Poi Meloni parla di un taglio che sarebbe senza precedenti negli “ultimi decenni”: “Tagliamo il cuneo di 4 punti e questo si somma a quello che avevamo già fatto in legge di bilancio. Abbiamo un taglio di 6 punti percentuali per chi ha redditi fino a 35.000 euro e di 7 punti per i redditi fino a 25.000 euro“. Sembra dunque che intenda presentare come un unico provvedimento il taglio deciso lunedì e quello già in vigore dal 2022 e confermato con la manovra portandolo dal 2 al 3% per i redditi sotto i 25mila euro. Il dubbio diventa certezza leggendo il comunicato del ministero dell’Economia, stando al quale “l’aumento nella busta paga dei dipendenti viene stimato, nel periodo luglio-dicembre, fino a 100 euro mensili di media“. In realtà l’aumento “nuovo” sarà al massimo di una sessantina di euro, come ha sottolineato nel corso della registrazione di Restart su Rai 2 il segretario della Cgil Maurizio Landini: l’altra parte deriva dallo sgravio già in vigore. Non solo: per arrivare a 60 euro (massimi) il governo ha dovuto rimangiarsi la promessa di far partire il taglio maggiorato da maggio e concentrandolo su un numero di mesi inferiore. In caso contrario secondo Bankitalia il beneficio medio sarebbe ammontato a soli 16 euro al mese.

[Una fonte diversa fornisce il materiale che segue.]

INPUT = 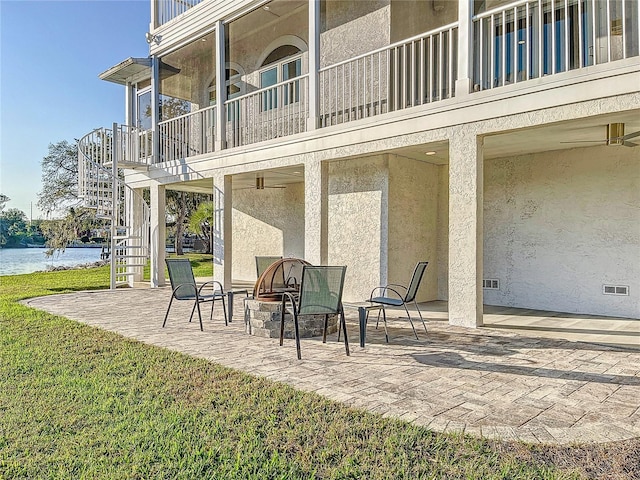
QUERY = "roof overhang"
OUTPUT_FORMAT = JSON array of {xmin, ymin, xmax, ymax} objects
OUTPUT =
[{"xmin": 99, "ymin": 57, "xmax": 151, "ymax": 85}]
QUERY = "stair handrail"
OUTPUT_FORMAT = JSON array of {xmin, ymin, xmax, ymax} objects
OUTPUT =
[{"xmin": 78, "ymin": 124, "xmax": 151, "ymax": 289}]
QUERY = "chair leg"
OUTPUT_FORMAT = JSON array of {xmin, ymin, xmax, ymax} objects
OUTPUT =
[
  {"xmin": 338, "ymin": 310, "xmax": 351, "ymax": 357},
  {"xmin": 413, "ymin": 300, "xmax": 429, "ymax": 333},
  {"xmin": 162, "ymin": 295, "xmax": 175, "ymax": 328},
  {"xmin": 293, "ymin": 315, "xmax": 302, "ymax": 360},
  {"xmin": 189, "ymin": 297, "xmax": 198, "ymax": 323},
  {"xmin": 404, "ymin": 303, "xmax": 419, "ymax": 340},
  {"xmin": 322, "ymin": 315, "xmax": 329, "ymax": 343},
  {"xmin": 376, "ymin": 307, "xmax": 389, "ymax": 343},
  {"xmin": 220, "ymin": 295, "xmax": 229, "ymax": 327},
  {"xmin": 280, "ymin": 302, "xmax": 284, "ymax": 346},
  {"xmin": 196, "ymin": 300, "xmax": 204, "ymax": 332}
]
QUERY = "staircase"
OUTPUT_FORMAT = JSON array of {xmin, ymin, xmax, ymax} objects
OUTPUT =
[{"xmin": 78, "ymin": 124, "xmax": 150, "ymax": 289}]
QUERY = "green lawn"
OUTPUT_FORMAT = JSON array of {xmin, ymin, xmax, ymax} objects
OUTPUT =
[{"xmin": 0, "ymin": 262, "xmax": 624, "ymax": 479}]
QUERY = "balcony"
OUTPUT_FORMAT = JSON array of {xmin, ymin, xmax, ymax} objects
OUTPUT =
[{"xmin": 138, "ymin": 0, "xmax": 640, "ymax": 162}]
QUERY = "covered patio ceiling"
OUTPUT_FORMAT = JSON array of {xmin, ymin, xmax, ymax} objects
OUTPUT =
[{"xmin": 167, "ymin": 110, "xmax": 640, "ymax": 193}]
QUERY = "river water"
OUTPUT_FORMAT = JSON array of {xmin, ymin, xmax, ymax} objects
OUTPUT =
[{"xmin": 0, "ymin": 248, "xmax": 100, "ymax": 275}]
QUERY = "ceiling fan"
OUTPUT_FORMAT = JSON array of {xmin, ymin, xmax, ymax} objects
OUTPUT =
[
  {"xmin": 560, "ymin": 123, "xmax": 640, "ymax": 147},
  {"xmin": 238, "ymin": 177, "xmax": 287, "ymax": 190}
]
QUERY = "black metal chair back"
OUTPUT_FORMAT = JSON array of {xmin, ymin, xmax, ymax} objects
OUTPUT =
[
  {"xmin": 165, "ymin": 258, "xmax": 198, "ymax": 300},
  {"xmin": 404, "ymin": 262, "xmax": 429, "ymax": 303},
  {"xmin": 280, "ymin": 265, "xmax": 349, "ymax": 359}
]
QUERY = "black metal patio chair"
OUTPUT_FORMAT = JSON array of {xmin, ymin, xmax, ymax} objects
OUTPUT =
[
  {"xmin": 162, "ymin": 258, "xmax": 229, "ymax": 331},
  {"xmin": 369, "ymin": 262, "xmax": 429, "ymax": 343},
  {"xmin": 280, "ymin": 265, "xmax": 350, "ymax": 360}
]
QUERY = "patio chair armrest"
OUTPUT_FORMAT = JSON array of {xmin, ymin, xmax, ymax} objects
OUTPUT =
[
  {"xmin": 171, "ymin": 283, "xmax": 198, "ymax": 298},
  {"xmin": 198, "ymin": 280, "xmax": 224, "ymax": 295},
  {"xmin": 282, "ymin": 292, "xmax": 298, "ymax": 316},
  {"xmin": 369, "ymin": 284, "xmax": 404, "ymax": 301},
  {"xmin": 386, "ymin": 283, "xmax": 408, "ymax": 292}
]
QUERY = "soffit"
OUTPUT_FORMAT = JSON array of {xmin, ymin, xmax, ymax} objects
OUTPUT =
[{"xmin": 98, "ymin": 57, "xmax": 151, "ymax": 85}]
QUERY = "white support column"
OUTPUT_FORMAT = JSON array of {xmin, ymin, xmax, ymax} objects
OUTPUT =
[
  {"xmin": 214, "ymin": 20, "xmax": 227, "ymax": 151},
  {"xmin": 304, "ymin": 160, "xmax": 329, "ymax": 265},
  {"xmin": 150, "ymin": 182, "xmax": 167, "ymax": 288},
  {"xmin": 307, "ymin": 0, "xmax": 320, "ymax": 131},
  {"xmin": 456, "ymin": 0, "xmax": 474, "ymax": 97},
  {"xmin": 449, "ymin": 126, "xmax": 483, "ymax": 327},
  {"xmin": 124, "ymin": 82, "xmax": 135, "ymax": 126},
  {"xmin": 213, "ymin": 175, "xmax": 233, "ymax": 289},
  {"xmin": 151, "ymin": 56, "xmax": 164, "ymax": 163},
  {"xmin": 125, "ymin": 188, "xmax": 144, "ymax": 287}
]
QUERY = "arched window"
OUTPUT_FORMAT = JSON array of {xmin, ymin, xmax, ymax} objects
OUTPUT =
[{"xmin": 260, "ymin": 45, "xmax": 302, "ymax": 111}]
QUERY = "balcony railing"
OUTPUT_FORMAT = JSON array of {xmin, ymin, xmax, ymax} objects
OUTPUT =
[
  {"xmin": 473, "ymin": 0, "xmax": 640, "ymax": 90},
  {"xmin": 138, "ymin": 0, "xmax": 640, "ymax": 163},
  {"xmin": 319, "ymin": 24, "xmax": 458, "ymax": 127},
  {"xmin": 225, "ymin": 75, "xmax": 309, "ymax": 148},
  {"xmin": 155, "ymin": 0, "xmax": 202, "ymax": 27},
  {"xmin": 158, "ymin": 106, "xmax": 216, "ymax": 162}
]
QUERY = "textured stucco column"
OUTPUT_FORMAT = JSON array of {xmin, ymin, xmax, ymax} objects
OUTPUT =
[
  {"xmin": 449, "ymin": 130, "xmax": 483, "ymax": 327},
  {"xmin": 149, "ymin": 182, "xmax": 167, "ymax": 288},
  {"xmin": 304, "ymin": 161, "xmax": 329, "ymax": 265},
  {"xmin": 125, "ymin": 188, "xmax": 144, "ymax": 287},
  {"xmin": 213, "ymin": 175, "xmax": 233, "ymax": 289}
]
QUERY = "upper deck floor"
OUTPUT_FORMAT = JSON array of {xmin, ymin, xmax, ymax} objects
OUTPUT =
[{"xmin": 104, "ymin": 0, "xmax": 640, "ymax": 166}]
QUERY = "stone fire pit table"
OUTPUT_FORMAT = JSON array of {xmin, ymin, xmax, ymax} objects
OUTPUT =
[{"xmin": 245, "ymin": 298, "xmax": 338, "ymax": 338}]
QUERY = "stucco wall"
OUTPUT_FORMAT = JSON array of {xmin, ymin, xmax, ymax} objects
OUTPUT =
[
  {"xmin": 391, "ymin": 0, "xmax": 458, "ymax": 43},
  {"xmin": 227, "ymin": 4, "xmax": 309, "ymax": 87},
  {"xmin": 483, "ymin": 147, "xmax": 640, "ymax": 318},
  {"xmin": 328, "ymin": 155, "xmax": 440, "ymax": 301},
  {"xmin": 437, "ymin": 165, "xmax": 449, "ymax": 300},
  {"xmin": 320, "ymin": 0, "xmax": 391, "ymax": 68},
  {"xmin": 232, "ymin": 183, "xmax": 304, "ymax": 281},
  {"xmin": 327, "ymin": 155, "xmax": 389, "ymax": 301},
  {"xmin": 388, "ymin": 155, "xmax": 439, "ymax": 301}
]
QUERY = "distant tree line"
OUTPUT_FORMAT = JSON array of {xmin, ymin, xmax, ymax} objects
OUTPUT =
[{"xmin": 33, "ymin": 140, "xmax": 213, "ymax": 255}]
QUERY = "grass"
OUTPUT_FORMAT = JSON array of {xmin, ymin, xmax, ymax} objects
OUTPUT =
[{"xmin": 0, "ymin": 267, "xmax": 640, "ymax": 479}]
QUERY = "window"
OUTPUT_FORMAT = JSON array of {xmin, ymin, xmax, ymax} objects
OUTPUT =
[
  {"xmin": 260, "ymin": 45, "xmax": 302, "ymax": 112},
  {"xmin": 136, "ymin": 87, "xmax": 152, "ymax": 130}
]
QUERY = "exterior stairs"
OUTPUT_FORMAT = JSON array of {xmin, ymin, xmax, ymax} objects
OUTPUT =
[{"xmin": 78, "ymin": 124, "xmax": 151, "ymax": 289}]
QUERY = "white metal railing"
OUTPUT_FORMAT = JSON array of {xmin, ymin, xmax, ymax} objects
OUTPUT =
[
  {"xmin": 112, "ymin": 123, "xmax": 153, "ymax": 167},
  {"xmin": 473, "ymin": 0, "xmax": 640, "ymax": 90},
  {"xmin": 319, "ymin": 23, "xmax": 458, "ymax": 127},
  {"xmin": 78, "ymin": 126, "xmax": 151, "ymax": 288},
  {"xmin": 225, "ymin": 75, "xmax": 309, "ymax": 147},
  {"xmin": 158, "ymin": 106, "xmax": 216, "ymax": 162},
  {"xmin": 155, "ymin": 0, "xmax": 202, "ymax": 27}
]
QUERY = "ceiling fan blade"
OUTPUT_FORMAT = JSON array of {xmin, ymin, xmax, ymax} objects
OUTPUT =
[
  {"xmin": 622, "ymin": 130, "xmax": 640, "ymax": 141},
  {"xmin": 560, "ymin": 140, "xmax": 607, "ymax": 143}
]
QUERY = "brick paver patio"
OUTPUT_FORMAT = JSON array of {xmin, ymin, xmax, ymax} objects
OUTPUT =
[{"xmin": 26, "ymin": 288, "xmax": 640, "ymax": 443}]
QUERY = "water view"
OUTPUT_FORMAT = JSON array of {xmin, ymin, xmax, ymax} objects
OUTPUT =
[{"xmin": 0, "ymin": 248, "xmax": 100, "ymax": 275}]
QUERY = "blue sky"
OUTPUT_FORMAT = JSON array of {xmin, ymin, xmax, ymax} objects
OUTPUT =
[{"xmin": 0, "ymin": 0, "xmax": 151, "ymax": 219}]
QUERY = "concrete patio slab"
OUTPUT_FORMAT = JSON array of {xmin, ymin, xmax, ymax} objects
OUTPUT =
[{"xmin": 25, "ymin": 288, "xmax": 640, "ymax": 444}]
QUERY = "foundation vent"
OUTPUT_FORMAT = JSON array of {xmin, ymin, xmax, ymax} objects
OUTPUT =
[
  {"xmin": 602, "ymin": 285, "xmax": 629, "ymax": 296},
  {"xmin": 482, "ymin": 278, "xmax": 500, "ymax": 290}
]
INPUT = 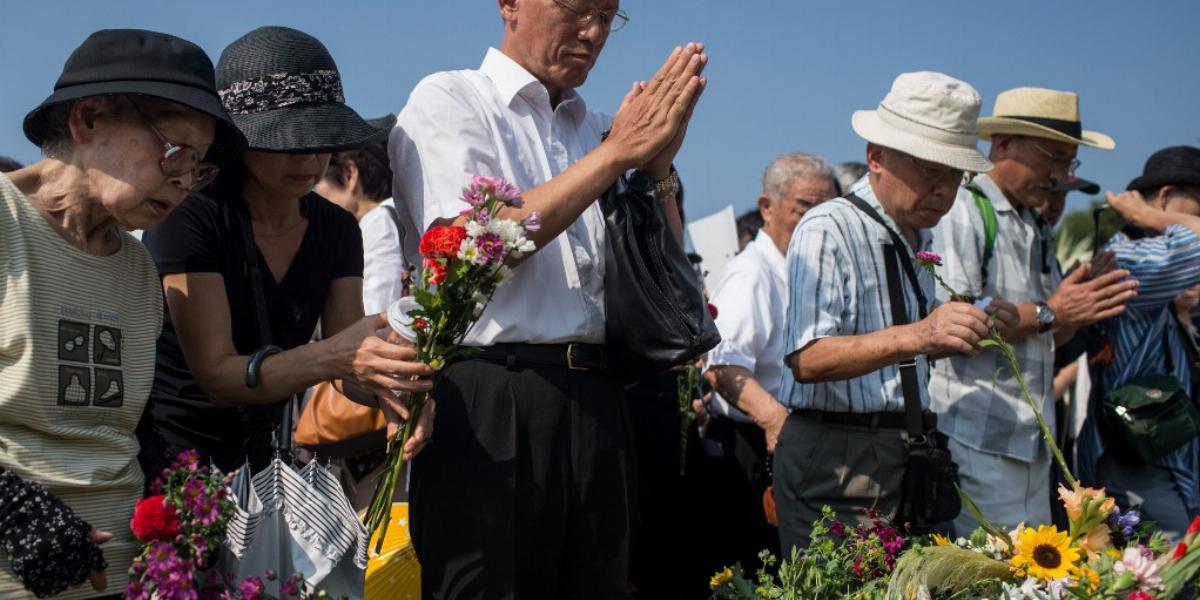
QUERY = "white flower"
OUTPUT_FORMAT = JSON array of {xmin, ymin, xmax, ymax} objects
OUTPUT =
[{"xmin": 487, "ymin": 218, "xmax": 524, "ymax": 244}]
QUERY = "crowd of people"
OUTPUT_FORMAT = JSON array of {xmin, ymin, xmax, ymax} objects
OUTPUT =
[{"xmin": 0, "ymin": 0, "xmax": 1200, "ymax": 599}]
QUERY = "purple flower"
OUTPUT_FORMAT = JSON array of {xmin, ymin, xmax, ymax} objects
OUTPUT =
[
  {"xmin": 238, "ymin": 576, "xmax": 265, "ymax": 600},
  {"xmin": 470, "ymin": 175, "xmax": 524, "ymax": 209},
  {"xmin": 475, "ymin": 232, "xmax": 504, "ymax": 264},
  {"xmin": 917, "ymin": 250, "xmax": 942, "ymax": 266}
]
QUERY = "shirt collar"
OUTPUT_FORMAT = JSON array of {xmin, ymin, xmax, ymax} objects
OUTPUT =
[
  {"xmin": 479, "ymin": 48, "xmax": 588, "ymax": 124},
  {"xmin": 850, "ymin": 175, "xmax": 934, "ymax": 252},
  {"xmin": 751, "ymin": 229, "xmax": 787, "ymax": 281}
]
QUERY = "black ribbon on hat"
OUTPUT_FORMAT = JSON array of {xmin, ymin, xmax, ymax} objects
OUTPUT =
[
  {"xmin": 997, "ymin": 115, "xmax": 1084, "ymax": 139},
  {"xmin": 217, "ymin": 68, "xmax": 346, "ymax": 114}
]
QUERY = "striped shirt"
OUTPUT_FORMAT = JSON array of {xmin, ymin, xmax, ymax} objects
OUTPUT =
[
  {"xmin": 1078, "ymin": 226, "xmax": 1200, "ymax": 512},
  {"xmin": 779, "ymin": 176, "xmax": 935, "ymax": 413},
  {"xmin": 929, "ymin": 175, "xmax": 1062, "ymax": 462},
  {"xmin": 0, "ymin": 175, "xmax": 162, "ymax": 600}
]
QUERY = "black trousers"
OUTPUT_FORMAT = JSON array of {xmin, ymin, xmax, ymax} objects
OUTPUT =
[{"xmin": 409, "ymin": 359, "xmax": 630, "ymax": 600}]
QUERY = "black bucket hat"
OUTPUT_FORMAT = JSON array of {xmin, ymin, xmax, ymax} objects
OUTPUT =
[
  {"xmin": 1126, "ymin": 146, "xmax": 1200, "ymax": 191},
  {"xmin": 24, "ymin": 29, "xmax": 245, "ymax": 156},
  {"xmin": 217, "ymin": 26, "xmax": 388, "ymax": 154}
]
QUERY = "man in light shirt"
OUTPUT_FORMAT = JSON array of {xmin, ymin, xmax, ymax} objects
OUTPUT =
[
  {"xmin": 390, "ymin": 0, "xmax": 707, "ymax": 599},
  {"xmin": 704, "ymin": 152, "xmax": 839, "ymax": 570},
  {"xmin": 774, "ymin": 72, "xmax": 1015, "ymax": 556}
]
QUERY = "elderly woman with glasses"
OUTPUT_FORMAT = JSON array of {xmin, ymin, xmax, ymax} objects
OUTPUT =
[
  {"xmin": 0, "ymin": 30, "xmax": 244, "ymax": 599},
  {"xmin": 139, "ymin": 28, "xmax": 432, "ymax": 482}
]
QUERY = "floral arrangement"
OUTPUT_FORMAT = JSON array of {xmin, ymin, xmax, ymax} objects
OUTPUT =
[
  {"xmin": 125, "ymin": 450, "xmax": 338, "ymax": 600},
  {"xmin": 710, "ymin": 252, "xmax": 1200, "ymax": 600},
  {"xmin": 366, "ymin": 175, "xmax": 541, "ymax": 553},
  {"xmin": 709, "ymin": 506, "xmax": 908, "ymax": 600}
]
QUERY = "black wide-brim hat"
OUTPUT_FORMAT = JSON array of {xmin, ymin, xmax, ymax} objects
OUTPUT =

Tornando al confronto con i governi degli “ultimi decenni”, lo stanziamento maggiore per ridurre le tasse a carico dei dei lavoratori dipendenti – al netto delle restituzioni chieste a chi si è rivelato troppo povero – l’ha previsto il governo Renzi con gli 80 euro riservati a chi aveva redditi fino a 24.600 euro. Il bonus costava 10 miliardi l’anno. Il governo Conte nel 2020 l’ha potenziato a 100 euro stanziando 3 miliardi per il periodo luglio-dicembre. Nel 2021 Draghi, nell’ambito della riforma dell’Irpef, ha deciso di abolire il bonus e utilizzare gli 8 miliardi a disposizione per la riduzione delle tasse destinandone 1 al taglio dell’Irap per imprese e autonomi e 7 non al cuneo ma alla revisione delle aliquote dell’imposta sul reddito delle persone fisiche. Decisione sfociata in una riforma che ha avvantaggiato maggiormente i redditi medio-alti. Lo stesso governo ha poi introdotto nel 2022 il primo esonero parziale (di 0,8 punti) sulla quota di contributi a carico del lavoratore, stanziando 1,8 miliardi. In estate l’intervento è stato potenziato destinando a quell’obiettivo altri 1,1 miliardi, in modo da portare il taglio a 2 punti complessivi.
Meloni è ripartita da lì. In manovra ha confermato il taglio, aumentandolo di un punto per i redditi fino a 25mila euro. Ora lo potenzia ulteriormente, ma solo per pochi mesi. Per riproporre l’aiuto nel 2024 bisognerà trovare in sede di approvazione della legge di Bilancio almeno 10 miliardi.